Jacob Sherkow NY Law School

Jacob Sherkow NY Law School

Please join us for a webinar on Tuesday the 29th of January 2019 at 12:00 London time i.e. 13:00 Brussels time, 14:00 Athens time. The speaker is Jacob S. Sherkow, Professor of Law, Innovation Center for Law and Technology, New York Law School, USA. The title of the talk is “The Pick-And-Shovel Play: Bioethics For Gene-Editing Vector Patents”.

The moderator will be Andreas Panagopoulos. More information can be found at http://technisnet.org/current%20seminars.html

The program we use to deliver webinars is called VSee and you can easily download it for free.  A very short demo of VSee can be found at  https://www.youtube.com/watch?v=nDb7-Mrz0L4. To participate and for further information, please contact Dr. Andreas Panagopoulos at least a day prior to the seminar.

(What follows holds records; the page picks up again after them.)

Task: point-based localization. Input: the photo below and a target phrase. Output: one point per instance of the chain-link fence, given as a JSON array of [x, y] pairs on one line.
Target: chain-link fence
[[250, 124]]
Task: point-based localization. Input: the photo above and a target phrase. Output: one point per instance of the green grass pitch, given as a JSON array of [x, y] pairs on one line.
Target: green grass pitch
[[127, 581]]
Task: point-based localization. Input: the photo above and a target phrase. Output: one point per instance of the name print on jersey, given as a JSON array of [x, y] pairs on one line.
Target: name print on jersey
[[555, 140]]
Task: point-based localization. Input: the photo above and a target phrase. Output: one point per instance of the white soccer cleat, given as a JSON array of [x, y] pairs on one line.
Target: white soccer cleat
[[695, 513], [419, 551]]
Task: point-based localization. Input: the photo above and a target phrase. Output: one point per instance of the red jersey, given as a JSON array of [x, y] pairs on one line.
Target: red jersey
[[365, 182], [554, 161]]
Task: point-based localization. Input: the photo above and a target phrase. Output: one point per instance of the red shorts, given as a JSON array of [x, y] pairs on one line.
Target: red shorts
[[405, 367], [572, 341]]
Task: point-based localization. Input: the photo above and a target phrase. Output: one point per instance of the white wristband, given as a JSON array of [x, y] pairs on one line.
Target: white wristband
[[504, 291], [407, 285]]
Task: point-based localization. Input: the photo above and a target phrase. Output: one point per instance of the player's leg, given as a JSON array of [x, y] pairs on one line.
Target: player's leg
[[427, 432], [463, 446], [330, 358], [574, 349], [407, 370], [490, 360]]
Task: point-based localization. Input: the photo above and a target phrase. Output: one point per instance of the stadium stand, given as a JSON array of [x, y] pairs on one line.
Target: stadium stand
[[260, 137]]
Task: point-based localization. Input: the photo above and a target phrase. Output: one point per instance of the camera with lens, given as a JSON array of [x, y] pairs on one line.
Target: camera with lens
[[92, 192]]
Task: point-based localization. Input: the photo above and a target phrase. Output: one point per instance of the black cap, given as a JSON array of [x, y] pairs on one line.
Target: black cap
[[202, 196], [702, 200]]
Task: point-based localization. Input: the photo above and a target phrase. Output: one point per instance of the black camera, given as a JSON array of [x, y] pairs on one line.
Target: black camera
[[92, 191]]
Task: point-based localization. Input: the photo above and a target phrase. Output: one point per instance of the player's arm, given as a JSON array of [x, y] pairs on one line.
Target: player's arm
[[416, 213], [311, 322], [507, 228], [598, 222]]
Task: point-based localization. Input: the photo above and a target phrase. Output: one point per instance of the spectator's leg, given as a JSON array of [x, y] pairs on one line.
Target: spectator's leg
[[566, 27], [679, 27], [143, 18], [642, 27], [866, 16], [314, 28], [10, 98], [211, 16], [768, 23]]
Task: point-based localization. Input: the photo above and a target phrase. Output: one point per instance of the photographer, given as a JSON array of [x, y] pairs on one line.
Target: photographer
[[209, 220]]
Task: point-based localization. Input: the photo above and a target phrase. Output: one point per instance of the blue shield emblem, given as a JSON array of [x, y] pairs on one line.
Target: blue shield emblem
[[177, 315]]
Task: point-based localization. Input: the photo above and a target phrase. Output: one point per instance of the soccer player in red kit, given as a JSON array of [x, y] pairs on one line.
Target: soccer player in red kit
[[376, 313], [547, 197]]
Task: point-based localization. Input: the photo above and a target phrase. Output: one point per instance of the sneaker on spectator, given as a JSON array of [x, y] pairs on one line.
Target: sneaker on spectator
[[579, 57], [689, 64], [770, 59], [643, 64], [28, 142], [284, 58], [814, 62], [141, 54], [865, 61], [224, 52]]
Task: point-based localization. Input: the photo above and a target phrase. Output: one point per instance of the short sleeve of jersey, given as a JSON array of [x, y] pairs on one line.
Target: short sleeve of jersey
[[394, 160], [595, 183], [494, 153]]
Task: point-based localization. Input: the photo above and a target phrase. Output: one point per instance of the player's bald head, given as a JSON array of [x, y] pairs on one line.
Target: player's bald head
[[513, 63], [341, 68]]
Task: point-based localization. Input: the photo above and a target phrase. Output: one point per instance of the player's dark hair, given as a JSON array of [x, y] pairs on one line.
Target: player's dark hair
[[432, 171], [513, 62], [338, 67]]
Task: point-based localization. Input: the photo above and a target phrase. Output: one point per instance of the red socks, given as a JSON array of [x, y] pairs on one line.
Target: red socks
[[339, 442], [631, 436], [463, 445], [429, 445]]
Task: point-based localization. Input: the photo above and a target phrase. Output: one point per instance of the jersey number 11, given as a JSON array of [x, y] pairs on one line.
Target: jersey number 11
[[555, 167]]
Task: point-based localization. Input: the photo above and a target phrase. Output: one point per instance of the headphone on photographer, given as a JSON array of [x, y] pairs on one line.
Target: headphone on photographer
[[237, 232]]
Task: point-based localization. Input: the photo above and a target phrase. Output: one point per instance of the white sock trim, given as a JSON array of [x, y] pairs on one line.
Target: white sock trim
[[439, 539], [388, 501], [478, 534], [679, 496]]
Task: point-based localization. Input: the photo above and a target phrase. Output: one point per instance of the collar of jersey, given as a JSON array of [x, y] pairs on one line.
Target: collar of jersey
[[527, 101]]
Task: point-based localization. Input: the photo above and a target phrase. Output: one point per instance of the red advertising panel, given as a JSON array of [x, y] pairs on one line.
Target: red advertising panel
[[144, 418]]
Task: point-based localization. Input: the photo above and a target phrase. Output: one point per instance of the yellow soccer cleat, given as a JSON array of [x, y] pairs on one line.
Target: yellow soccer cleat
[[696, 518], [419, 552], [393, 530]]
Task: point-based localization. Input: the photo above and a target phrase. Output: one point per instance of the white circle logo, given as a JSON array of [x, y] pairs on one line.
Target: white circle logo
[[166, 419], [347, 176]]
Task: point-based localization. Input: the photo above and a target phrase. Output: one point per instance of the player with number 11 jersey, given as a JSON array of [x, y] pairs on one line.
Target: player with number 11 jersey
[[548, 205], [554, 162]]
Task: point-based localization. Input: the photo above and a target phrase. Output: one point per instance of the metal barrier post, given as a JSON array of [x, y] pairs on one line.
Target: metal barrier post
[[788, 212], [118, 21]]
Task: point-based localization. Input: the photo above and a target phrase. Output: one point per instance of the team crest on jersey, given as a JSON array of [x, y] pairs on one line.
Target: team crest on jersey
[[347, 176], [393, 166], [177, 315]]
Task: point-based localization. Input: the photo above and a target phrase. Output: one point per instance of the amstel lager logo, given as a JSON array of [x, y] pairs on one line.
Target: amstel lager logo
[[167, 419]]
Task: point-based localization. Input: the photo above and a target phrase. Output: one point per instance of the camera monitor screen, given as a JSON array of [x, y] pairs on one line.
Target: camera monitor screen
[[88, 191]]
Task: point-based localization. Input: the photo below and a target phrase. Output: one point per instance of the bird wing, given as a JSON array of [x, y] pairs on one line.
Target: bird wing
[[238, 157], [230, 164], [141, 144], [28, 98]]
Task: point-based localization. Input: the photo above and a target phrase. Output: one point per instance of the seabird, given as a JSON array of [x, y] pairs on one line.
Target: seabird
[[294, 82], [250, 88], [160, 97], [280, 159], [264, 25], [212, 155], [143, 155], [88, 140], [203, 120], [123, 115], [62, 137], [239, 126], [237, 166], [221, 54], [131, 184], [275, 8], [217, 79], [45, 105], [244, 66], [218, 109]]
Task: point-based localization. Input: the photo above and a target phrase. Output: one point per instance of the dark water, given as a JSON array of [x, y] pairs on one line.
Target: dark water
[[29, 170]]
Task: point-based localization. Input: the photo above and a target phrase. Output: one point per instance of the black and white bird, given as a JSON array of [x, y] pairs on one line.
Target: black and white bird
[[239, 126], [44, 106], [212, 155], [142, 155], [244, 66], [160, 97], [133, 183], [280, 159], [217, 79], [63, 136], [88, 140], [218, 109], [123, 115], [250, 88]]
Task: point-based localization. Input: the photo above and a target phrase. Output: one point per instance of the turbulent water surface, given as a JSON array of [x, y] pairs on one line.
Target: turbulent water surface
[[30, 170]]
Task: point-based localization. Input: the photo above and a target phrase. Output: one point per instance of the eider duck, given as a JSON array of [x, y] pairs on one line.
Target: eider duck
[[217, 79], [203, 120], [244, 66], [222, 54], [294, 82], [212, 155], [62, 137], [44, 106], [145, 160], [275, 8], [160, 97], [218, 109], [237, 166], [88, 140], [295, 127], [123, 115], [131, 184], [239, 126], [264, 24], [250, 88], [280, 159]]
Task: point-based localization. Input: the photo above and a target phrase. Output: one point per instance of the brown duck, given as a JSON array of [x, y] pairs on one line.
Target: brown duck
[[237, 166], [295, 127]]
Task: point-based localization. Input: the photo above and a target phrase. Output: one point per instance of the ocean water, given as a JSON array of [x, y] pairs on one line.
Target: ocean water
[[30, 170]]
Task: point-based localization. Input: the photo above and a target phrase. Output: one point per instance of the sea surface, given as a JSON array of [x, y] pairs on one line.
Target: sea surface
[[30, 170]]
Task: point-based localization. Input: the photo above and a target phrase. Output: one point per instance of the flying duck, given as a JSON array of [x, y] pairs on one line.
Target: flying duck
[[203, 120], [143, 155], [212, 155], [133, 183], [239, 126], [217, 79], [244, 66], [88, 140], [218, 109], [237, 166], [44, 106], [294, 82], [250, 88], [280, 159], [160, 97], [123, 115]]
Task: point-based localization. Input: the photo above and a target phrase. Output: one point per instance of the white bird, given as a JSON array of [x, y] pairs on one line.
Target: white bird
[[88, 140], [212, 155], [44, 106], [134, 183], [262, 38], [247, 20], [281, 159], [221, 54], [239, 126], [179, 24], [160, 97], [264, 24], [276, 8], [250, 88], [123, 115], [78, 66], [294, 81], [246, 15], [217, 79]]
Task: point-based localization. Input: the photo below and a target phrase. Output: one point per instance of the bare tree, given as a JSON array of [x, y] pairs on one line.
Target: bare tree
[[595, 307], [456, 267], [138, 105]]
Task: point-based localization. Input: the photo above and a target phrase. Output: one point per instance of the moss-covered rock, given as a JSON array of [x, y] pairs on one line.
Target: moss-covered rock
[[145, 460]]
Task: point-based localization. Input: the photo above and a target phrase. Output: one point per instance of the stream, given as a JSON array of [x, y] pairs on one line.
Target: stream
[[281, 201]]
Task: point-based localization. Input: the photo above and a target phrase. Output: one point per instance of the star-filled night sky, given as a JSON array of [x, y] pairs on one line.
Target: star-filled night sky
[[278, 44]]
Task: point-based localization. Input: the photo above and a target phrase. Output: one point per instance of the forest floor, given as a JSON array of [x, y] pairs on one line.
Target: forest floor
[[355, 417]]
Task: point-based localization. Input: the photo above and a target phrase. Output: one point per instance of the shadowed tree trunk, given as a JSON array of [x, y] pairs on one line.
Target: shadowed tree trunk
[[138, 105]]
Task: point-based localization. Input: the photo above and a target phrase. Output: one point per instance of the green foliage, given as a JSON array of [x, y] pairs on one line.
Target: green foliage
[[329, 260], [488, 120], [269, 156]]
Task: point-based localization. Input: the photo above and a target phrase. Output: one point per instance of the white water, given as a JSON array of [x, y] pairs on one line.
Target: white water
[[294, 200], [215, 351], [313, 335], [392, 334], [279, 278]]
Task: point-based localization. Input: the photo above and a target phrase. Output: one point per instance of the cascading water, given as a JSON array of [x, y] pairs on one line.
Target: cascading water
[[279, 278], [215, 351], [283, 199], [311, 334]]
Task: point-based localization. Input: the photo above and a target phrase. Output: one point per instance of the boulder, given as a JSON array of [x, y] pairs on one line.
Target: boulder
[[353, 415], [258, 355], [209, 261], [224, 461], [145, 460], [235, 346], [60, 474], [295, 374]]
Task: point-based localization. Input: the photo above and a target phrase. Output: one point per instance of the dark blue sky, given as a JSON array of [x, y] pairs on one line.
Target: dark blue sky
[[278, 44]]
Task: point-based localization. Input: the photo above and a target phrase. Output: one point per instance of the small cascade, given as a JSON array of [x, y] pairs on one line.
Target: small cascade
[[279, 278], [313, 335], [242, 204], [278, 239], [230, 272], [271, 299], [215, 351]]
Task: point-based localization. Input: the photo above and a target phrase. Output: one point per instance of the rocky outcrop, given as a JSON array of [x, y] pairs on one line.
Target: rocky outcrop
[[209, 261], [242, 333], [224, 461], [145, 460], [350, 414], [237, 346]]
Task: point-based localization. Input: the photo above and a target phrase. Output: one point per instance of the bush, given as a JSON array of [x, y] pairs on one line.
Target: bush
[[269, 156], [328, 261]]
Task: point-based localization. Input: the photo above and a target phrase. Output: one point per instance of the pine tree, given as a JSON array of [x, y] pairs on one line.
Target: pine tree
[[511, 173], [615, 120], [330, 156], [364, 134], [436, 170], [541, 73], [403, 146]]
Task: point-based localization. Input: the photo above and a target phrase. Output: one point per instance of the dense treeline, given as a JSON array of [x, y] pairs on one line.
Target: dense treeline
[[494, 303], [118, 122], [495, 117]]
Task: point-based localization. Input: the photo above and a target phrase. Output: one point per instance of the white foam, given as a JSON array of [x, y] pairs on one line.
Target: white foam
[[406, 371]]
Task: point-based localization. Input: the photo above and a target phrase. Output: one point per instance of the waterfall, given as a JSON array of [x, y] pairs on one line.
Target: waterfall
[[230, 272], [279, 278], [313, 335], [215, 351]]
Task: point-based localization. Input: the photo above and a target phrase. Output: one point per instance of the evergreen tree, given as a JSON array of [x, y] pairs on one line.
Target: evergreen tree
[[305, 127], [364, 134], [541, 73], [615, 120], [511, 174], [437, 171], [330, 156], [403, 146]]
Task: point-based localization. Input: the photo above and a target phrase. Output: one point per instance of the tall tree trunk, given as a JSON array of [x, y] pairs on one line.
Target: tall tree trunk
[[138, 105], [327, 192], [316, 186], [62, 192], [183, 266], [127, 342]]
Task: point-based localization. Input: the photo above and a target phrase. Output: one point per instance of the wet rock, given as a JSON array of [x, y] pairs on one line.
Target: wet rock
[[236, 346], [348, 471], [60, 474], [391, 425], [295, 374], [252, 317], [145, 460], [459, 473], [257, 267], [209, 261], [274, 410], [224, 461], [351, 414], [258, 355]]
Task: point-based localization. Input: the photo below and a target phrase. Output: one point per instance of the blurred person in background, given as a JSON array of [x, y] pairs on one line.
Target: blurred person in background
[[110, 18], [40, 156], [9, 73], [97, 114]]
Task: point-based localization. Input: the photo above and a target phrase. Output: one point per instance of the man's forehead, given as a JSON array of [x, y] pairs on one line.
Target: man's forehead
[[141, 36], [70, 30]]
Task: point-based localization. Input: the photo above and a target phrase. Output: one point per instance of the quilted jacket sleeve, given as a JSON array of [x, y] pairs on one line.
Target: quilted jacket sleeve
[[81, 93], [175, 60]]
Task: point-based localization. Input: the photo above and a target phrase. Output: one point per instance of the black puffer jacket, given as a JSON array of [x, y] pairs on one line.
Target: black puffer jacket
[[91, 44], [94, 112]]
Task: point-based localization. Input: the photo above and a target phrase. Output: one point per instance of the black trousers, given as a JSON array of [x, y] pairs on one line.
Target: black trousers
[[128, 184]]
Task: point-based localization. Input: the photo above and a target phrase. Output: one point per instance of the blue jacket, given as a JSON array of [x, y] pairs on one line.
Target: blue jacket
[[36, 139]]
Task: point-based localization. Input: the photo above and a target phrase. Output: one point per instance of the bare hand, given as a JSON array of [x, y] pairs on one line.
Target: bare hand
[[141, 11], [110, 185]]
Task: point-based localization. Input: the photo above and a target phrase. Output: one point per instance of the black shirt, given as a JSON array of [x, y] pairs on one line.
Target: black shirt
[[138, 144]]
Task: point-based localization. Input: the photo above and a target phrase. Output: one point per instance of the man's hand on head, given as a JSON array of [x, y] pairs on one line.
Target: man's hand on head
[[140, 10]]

Abstract: Concerns over patent protection covering new forms of gene-editing have largely focused on the intellectual property covering the editing mechanism itself, most notably CRISPR (clustered regularly interspaced short palindromic repeats), but also ZFNs (zinc finger nucleases) and TALENs (transcription activator-like effector nucleases). Some of the most important technical advances in these areas, however, relate not to these technologies themselves but to vectors—the means for introducing the gene-editing machinery into human cells. In this Article, we discuss the implications of one intellectual property strategy used by some commercial developers of geneediting vectors: a divided strategy of keeping some of the most significant information about vectors secret while patenting, cryptically, other aspects. We liken this to the business strategy of a “pickand-shovel play”: using secrecy as informational arbitrage to sell gene-editing’s necessary equipment. Such a strategy raises specific ethical and safety issues pertaining to many gene therapy interventions, namely, the uncertainty of risk, a reliance on insufficient preclinical evidence, the detriment of patient–physician decision-making, and increases in monetary costs. At the same time, these bioethical issues seem to illuminate the importance of patents’ disclosure function to, perhaps surprisingly, consumers, users, and standards developers.